Adicionalmente, o período getulista e o interregno democrático foram de baixíssimo investimento em educação. Aceitamos enfrentar uma transição demográfica fortíssima investindo em ensino fundamental 1% do PIB.

Esse modelo entrou em crise com o esgotamento das contas públicas nos anos 1980. Após longa luta contra a inflação, o governo FHC fez esforços para a liberalização dos mercados. Note que, do ponto de vista do gasto social, o governo FHC tem herança equivalente ao do período petista. A diferença é que o PT sonha com o getulismo.

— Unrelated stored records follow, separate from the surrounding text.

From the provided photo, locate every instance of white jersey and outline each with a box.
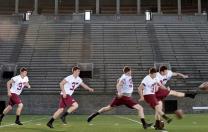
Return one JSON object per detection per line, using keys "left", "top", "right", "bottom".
{"left": 10, "top": 75, "right": 29, "bottom": 95}
{"left": 156, "top": 72, "right": 164, "bottom": 85}
{"left": 141, "top": 75, "right": 158, "bottom": 95}
{"left": 61, "top": 75, "right": 83, "bottom": 96}
{"left": 156, "top": 70, "right": 173, "bottom": 85}
{"left": 118, "top": 74, "right": 133, "bottom": 94}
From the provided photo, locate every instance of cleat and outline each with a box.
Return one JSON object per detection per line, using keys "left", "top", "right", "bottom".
{"left": 190, "top": 93, "right": 197, "bottom": 99}
{"left": 46, "top": 122, "right": 54, "bottom": 128}
{"left": 143, "top": 123, "right": 153, "bottom": 129}
{"left": 87, "top": 112, "right": 99, "bottom": 122}
{"left": 15, "top": 121, "right": 23, "bottom": 125}
{"left": 87, "top": 114, "right": 94, "bottom": 122}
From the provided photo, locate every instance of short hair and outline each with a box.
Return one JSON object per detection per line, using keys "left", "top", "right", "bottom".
{"left": 72, "top": 66, "right": 80, "bottom": 73}
{"left": 149, "top": 67, "right": 157, "bottom": 74}
{"left": 123, "top": 66, "right": 131, "bottom": 73}
{"left": 160, "top": 66, "right": 168, "bottom": 72}
{"left": 20, "top": 67, "right": 28, "bottom": 73}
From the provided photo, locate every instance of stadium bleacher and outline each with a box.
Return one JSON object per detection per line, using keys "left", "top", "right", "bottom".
{"left": 0, "top": 20, "right": 208, "bottom": 94}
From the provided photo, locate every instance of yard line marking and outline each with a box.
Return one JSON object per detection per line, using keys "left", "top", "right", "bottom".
{"left": 116, "top": 115, "right": 155, "bottom": 128}
{"left": 0, "top": 117, "right": 47, "bottom": 128}
{"left": 0, "top": 123, "right": 16, "bottom": 127}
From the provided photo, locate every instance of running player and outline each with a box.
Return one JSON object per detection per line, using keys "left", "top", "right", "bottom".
{"left": 0, "top": 67, "right": 31, "bottom": 125}
{"left": 46, "top": 66, "right": 94, "bottom": 128}
{"left": 87, "top": 66, "right": 152, "bottom": 129}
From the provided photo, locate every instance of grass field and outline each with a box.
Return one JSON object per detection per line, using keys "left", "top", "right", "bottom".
{"left": 0, "top": 114, "right": 208, "bottom": 132}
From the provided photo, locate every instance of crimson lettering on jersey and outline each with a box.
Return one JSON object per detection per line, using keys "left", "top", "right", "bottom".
{"left": 10, "top": 75, "right": 29, "bottom": 95}
{"left": 17, "top": 83, "right": 23, "bottom": 90}
{"left": 61, "top": 75, "right": 83, "bottom": 96}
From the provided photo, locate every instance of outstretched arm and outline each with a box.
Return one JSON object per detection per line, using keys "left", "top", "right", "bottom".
{"left": 80, "top": 82, "right": 94, "bottom": 92}
{"left": 172, "top": 72, "right": 188, "bottom": 79}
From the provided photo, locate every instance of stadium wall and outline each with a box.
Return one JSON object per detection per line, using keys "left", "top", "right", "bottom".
{"left": 0, "top": 94, "right": 207, "bottom": 115}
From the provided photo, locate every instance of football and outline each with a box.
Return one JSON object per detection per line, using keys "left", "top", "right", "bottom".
{"left": 199, "top": 82, "right": 208, "bottom": 91}
{"left": 175, "top": 109, "right": 184, "bottom": 119}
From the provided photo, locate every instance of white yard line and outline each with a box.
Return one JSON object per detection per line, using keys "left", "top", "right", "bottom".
{"left": 116, "top": 115, "right": 155, "bottom": 128}
{"left": 0, "top": 117, "right": 47, "bottom": 128}
{"left": 116, "top": 116, "right": 143, "bottom": 125}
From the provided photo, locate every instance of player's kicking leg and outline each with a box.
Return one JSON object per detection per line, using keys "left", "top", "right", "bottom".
{"left": 169, "top": 90, "right": 197, "bottom": 99}
{"left": 47, "top": 108, "right": 64, "bottom": 128}
{"left": 0, "top": 105, "right": 13, "bottom": 125}
{"left": 60, "top": 102, "right": 79, "bottom": 124}
{"left": 87, "top": 105, "right": 114, "bottom": 122}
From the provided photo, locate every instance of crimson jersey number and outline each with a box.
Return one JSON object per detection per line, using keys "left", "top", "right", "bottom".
{"left": 151, "top": 83, "right": 157, "bottom": 93}
{"left": 70, "top": 82, "right": 76, "bottom": 91}
{"left": 17, "top": 83, "right": 23, "bottom": 90}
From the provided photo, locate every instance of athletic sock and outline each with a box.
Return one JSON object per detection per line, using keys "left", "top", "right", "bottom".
{"left": 87, "top": 111, "right": 100, "bottom": 122}
{"left": 48, "top": 117, "right": 55, "bottom": 124}
{"left": 62, "top": 112, "right": 69, "bottom": 118}
{"left": 162, "top": 114, "right": 169, "bottom": 120}
{"left": 16, "top": 115, "right": 20, "bottom": 122}
{"left": 93, "top": 112, "right": 100, "bottom": 117}
{"left": 185, "top": 93, "right": 197, "bottom": 99}
{"left": 162, "top": 114, "right": 172, "bottom": 124}
{"left": 140, "top": 118, "right": 146, "bottom": 126}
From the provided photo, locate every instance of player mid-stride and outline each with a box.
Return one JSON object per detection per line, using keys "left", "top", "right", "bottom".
{"left": 47, "top": 66, "right": 94, "bottom": 128}
{"left": 87, "top": 66, "right": 152, "bottom": 129}
{"left": 0, "top": 67, "right": 31, "bottom": 125}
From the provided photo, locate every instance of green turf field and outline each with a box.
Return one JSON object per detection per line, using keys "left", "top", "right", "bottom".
{"left": 0, "top": 114, "right": 208, "bottom": 132}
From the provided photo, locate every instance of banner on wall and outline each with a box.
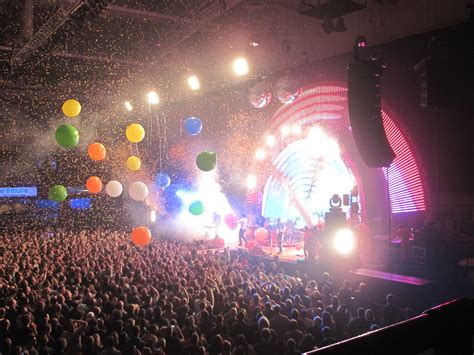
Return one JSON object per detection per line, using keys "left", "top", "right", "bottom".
{"left": 0, "top": 186, "right": 38, "bottom": 198}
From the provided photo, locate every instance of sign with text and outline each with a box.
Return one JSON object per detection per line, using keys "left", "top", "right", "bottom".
{"left": 0, "top": 186, "right": 38, "bottom": 198}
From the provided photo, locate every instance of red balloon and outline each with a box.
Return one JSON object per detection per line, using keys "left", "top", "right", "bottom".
{"left": 131, "top": 226, "right": 152, "bottom": 247}
{"left": 254, "top": 227, "right": 268, "bottom": 243}
{"left": 224, "top": 213, "right": 238, "bottom": 230}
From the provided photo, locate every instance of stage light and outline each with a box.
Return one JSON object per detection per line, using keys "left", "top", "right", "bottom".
{"left": 334, "top": 17, "right": 347, "bottom": 32}
{"left": 309, "top": 126, "right": 323, "bottom": 139}
{"left": 321, "top": 18, "right": 334, "bottom": 34}
{"left": 326, "top": 139, "right": 340, "bottom": 156}
{"left": 265, "top": 135, "right": 276, "bottom": 147}
{"left": 334, "top": 229, "right": 355, "bottom": 255}
{"left": 150, "top": 210, "right": 156, "bottom": 222}
{"left": 255, "top": 149, "right": 266, "bottom": 161}
{"left": 247, "top": 174, "right": 257, "bottom": 190}
{"left": 250, "top": 41, "right": 259, "bottom": 47}
{"left": 281, "top": 125, "right": 290, "bottom": 137}
{"left": 147, "top": 91, "right": 159, "bottom": 105}
{"left": 355, "top": 35, "right": 367, "bottom": 47}
{"left": 292, "top": 125, "right": 302, "bottom": 135}
{"left": 124, "top": 101, "right": 133, "bottom": 111}
{"left": 232, "top": 57, "right": 249, "bottom": 76}
{"left": 187, "top": 75, "right": 200, "bottom": 91}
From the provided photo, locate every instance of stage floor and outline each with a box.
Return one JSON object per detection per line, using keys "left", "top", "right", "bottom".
{"left": 228, "top": 241, "right": 307, "bottom": 263}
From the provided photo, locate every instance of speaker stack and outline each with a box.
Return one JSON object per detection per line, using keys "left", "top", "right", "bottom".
{"left": 348, "top": 58, "right": 395, "bottom": 167}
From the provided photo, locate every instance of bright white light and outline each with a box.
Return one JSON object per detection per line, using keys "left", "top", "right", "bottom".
{"left": 309, "top": 126, "right": 323, "bottom": 139}
{"left": 281, "top": 125, "right": 290, "bottom": 137}
{"left": 124, "top": 101, "right": 133, "bottom": 111}
{"left": 255, "top": 149, "right": 266, "bottom": 161}
{"left": 232, "top": 57, "right": 249, "bottom": 76}
{"left": 250, "top": 41, "right": 259, "bottom": 47}
{"left": 247, "top": 174, "right": 257, "bottom": 190}
{"left": 265, "top": 135, "right": 276, "bottom": 147}
{"left": 147, "top": 91, "right": 159, "bottom": 105}
{"left": 187, "top": 75, "right": 200, "bottom": 91}
{"left": 325, "top": 139, "right": 340, "bottom": 157}
{"left": 292, "top": 126, "right": 302, "bottom": 135}
{"left": 334, "top": 229, "right": 355, "bottom": 255}
{"left": 150, "top": 210, "right": 156, "bottom": 222}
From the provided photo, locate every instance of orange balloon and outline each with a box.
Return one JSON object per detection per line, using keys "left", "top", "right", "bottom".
{"left": 131, "top": 226, "right": 152, "bottom": 246}
{"left": 88, "top": 143, "right": 106, "bottom": 161}
{"left": 86, "top": 176, "right": 103, "bottom": 194}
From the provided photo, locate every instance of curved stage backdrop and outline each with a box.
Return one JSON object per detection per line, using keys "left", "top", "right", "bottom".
{"left": 247, "top": 82, "right": 428, "bottom": 232}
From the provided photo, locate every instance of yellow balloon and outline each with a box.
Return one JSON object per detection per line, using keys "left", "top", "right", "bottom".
{"left": 127, "top": 156, "right": 141, "bottom": 171}
{"left": 62, "top": 99, "right": 81, "bottom": 117}
{"left": 126, "top": 123, "right": 145, "bottom": 143}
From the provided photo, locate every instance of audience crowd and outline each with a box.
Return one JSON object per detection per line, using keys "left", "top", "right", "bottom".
{"left": 0, "top": 228, "right": 416, "bottom": 354}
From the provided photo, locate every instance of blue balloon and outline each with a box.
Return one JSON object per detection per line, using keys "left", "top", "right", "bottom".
{"left": 155, "top": 173, "right": 171, "bottom": 189}
{"left": 184, "top": 117, "right": 202, "bottom": 136}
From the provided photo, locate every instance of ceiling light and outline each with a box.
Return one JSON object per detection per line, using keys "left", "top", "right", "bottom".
{"left": 124, "top": 101, "right": 133, "bottom": 111}
{"left": 187, "top": 75, "right": 200, "bottom": 91}
{"left": 265, "top": 135, "right": 276, "bottom": 147}
{"left": 232, "top": 57, "right": 249, "bottom": 76}
{"left": 255, "top": 149, "right": 266, "bottom": 160}
{"left": 147, "top": 91, "right": 159, "bottom": 105}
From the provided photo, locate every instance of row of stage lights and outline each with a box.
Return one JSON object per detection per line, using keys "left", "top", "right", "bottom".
{"left": 123, "top": 57, "right": 250, "bottom": 112}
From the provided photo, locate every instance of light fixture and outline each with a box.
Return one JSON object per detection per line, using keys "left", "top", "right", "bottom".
{"left": 187, "top": 75, "right": 200, "bottom": 91}
{"left": 281, "top": 125, "right": 290, "bottom": 137}
{"left": 355, "top": 35, "right": 367, "bottom": 47}
{"left": 147, "top": 91, "right": 159, "bottom": 105}
{"left": 321, "top": 18, "right": 334, "bottom": 34}
{"left": 334, "top": 229, "right": 355, "bottom": 255}
{"left": 232, "top": 57, "right": 249, "bottom": 76}
{"left": 255, "top": 149, "right": 266, "bottom": 161}
{"left": 124, "top": 101, "right": 133, "bottom": 111}
{"left": 265, "top": 135, "right": 276, "bottom": 147}
{"left": 246, "top": 174, "right": 257, "bottom": 190}
{"left": 292, "top": 125, "right": 302, "bottom": 135}
{"left": 250, "top": 41, "right": 259, "bottom": 47}
{"left": 334, "top": 17, "right": 347, "bottom": 32}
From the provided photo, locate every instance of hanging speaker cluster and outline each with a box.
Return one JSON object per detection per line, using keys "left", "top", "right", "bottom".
{"left": 348, "top": 54, "right": 395, "bottom": 167}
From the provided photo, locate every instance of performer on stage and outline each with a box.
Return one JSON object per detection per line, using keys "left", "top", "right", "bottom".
{"left": 238, "top": 214, "right": 248, "bottom": 247}
{"left": 276, "top": 218, "right": 285, "bottom": 254}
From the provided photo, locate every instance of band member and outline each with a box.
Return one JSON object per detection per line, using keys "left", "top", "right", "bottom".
{"left": 276, "top": 218, "right": 285, "bottom": 254}
{"left": 238, "top": 214, "right": 248, "bottom": 247}
{"left": 303, "top": 226, "right": 311, "bottom": 260}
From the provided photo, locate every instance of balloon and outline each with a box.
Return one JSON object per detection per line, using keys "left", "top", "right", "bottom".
{"left": 155, "top": 173, "right": 171, "bottom": 189}
{"left": 254, "top": 227, "right": 268, "bottom": 243}
{"left": 224, "top": 213, "right": 238, "bottom": 230}
{"left": 196, "top": 151, "right": 217, "bottom": 172}
{"left": 87, "top": 143, "right": 106, "bottom": 161}
{"left": 127, "top": 156, "right": 141, "bottom": 171}
{"left": 48, "top": 185, "right": 67, "bottom": 202}
{"left": 86, "top": 176, "right": 103, "bottom": 194}
{"left": 106, "top": 180, "right": 123, "bottom": 197}
{"left": 129, "top": 181, "right": 149, "bottom": 201}
{"left": 131, "top": 226, "right": 152, "bottom": 247}
{"left": 184, "top": 117, "right": 202, "bottom": 136}
{"left": 189, "top": 200, "right": 205, "bottom": 215}
{"left": 55, "top": 124, "right": 79, "bottom": 148}
{"left": 126, "top": 123, "right": 145, "bottom": 143}
{"left": 62, "top": 99, "right": 81, "bottom": 117}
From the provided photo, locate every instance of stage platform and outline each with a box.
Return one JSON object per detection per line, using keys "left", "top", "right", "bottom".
{"left": 350, "top": 268, "right": 433, "bottom": 286}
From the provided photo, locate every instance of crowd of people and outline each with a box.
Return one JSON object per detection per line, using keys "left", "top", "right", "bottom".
{"left": 0, "top": 228, "right": 416, "bottom": 354}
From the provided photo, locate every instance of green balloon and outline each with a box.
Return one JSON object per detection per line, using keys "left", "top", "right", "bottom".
{"left": 189, "top": 200, "right": 205, "bottom": 215}
{"left": 48, "top": 185, "right": 68, "bottom": 202}
{"left": 196, "top": 151, "right": 217, "bottom": 172}
{"left": 55, "top": 124, "right": 79, "bottom": 148}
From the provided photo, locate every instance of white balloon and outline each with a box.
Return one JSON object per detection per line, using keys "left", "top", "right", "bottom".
{"left": 129, "top": 181, "right": 149, "bottom": 201}
{"left": 106, "top": 180, "right": 123, "bottom": 198}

Sonha com o Estado intermediando a alocação da poupança nacional.

Lula se incomoda muito com a nova Eletrobras. Há uma limitação no poder de voto do acionista majoritário: ninguém, independentemente da quantidade de ações que tem, pode ter mais do que 10% de peso na assembleia de acionistas. Limites como esse eram corriqueiros no Brasil nas primeiras décadas do século 20 e explicam em boa medida o bom funcionamento do mercado de capitais no período.

Coluna da jornalista Malu Gaspar publicada no jornal O Globo de quinta-feira (28) documenta os esforços que o governo Lula tem feito para que os fundos de previdência de empresas estatais possam investir diretamente em obras de infraestrutura. A experiência passada é muito ruim, com enormes prejuízos aos aposentados.

Com relação à companhia Vale, o presidente comentou: "Uma tal de corporate que, sabe, não tem dono. Um monte de gente com 2%, um monte de gente com 3%. (...) A Vale tinha uma diretoria, eu sabia quem era o presidente da Vale".

Lula tem muitas saudades dos tempos de Getúlio Vargas. A última vez que tentamos reviver esse período terminou na maior crise de nossa história.